Stewart (1990) argued that the decentralisation of debt equity was another way to motivate the workers. While there is a very negative perception of the traditional role Marginson and Ogden (2004) for the benefits of traditional marketing. ‘Managers welcomed the certainty created by the combination of clear goals and well-specified objectives and a performance evaluation system that was tightly focused on how successfully those objectives have been achieved’ (Marginson and Ogden 2004 p436).

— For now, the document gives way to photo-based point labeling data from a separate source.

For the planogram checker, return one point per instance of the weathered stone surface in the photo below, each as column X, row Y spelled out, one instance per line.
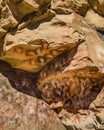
column 32, row 58
column 26, row 7
column 98, row 6
column 20, row 9
column 7, row 20
column 95, row 20
column 35, row 19
column 2, row 32
column 56, row 31
column 56, row 22
column 65, row 6
column 19, row 111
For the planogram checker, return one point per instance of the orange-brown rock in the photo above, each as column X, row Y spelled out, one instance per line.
column 72, row 90
column 32, row 58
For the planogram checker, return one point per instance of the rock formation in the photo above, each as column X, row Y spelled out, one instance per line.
column 51, row 54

It is also worth considering the cost of implementing such changed, as organisations will have to retrain their workers and reorganise the system (Jensen, 2003, p403). As a result organisations must assess the costs and benefits to their specific organisation before abandoning traditional budgeting entirely. Traditional budgeting in small firms could still be effective. In conclusion the full benefit of abolishing traditional budgeting is dependent entirely on how effectively an organisation implements new developments. While developments such as rolling budgets and benchmarking solve some of the problems there is a cost of introducing them. Therefore traditional budgeting should not be abolished entirely in all organisations but instead careful consideration should be taken in deciding what should be implemented and how this should be done.